OCAK-ŞUBAT 2019 / ÖZEL HABER
Zamanın eskitemediği tat: Boza
Mezopotamya’da üretilmeye başlandığı tahmin edilen boza; darı, arpa, bulgur, mısır unu, şeker, maya gibi bileşenlerin fermantasyonu ile Mısır ve Trakya’da yaygın olarak tüketilir olmuş.
Tarihi yüzyıllar öncesine dayanan ve geleneksel Türk içeceği olarak anılan boza, kültürel bir içecek olmanın yanı sıra içeriğindeki zengin vitamin ve minerallerle sağlığımızı koruyor. Yoğun kıvamına eşlik eden tarçın ve sarı leblebi ile boza, lezzetine lezzet katıyor.
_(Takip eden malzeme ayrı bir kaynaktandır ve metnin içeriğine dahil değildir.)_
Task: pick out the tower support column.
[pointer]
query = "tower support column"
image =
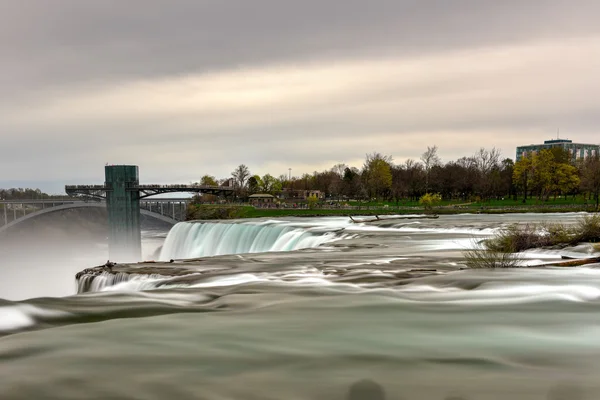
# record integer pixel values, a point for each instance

Kış mevsiminin soğuk akşamlarında dışarıda lapa lapa kar yağarken, sokaktan gelen ‘bozaaa’ sesiyle renklenirdi çocukluğumuz. Sohbetlere, bozacının sesiyle tatlı bir ara verilir, bozalar soba başında keyifle içilirdi. Günümüzde, sokaktan bozacı geçmese de bozanın o eski tadı hâlâ damaklardaki yerini koruyor.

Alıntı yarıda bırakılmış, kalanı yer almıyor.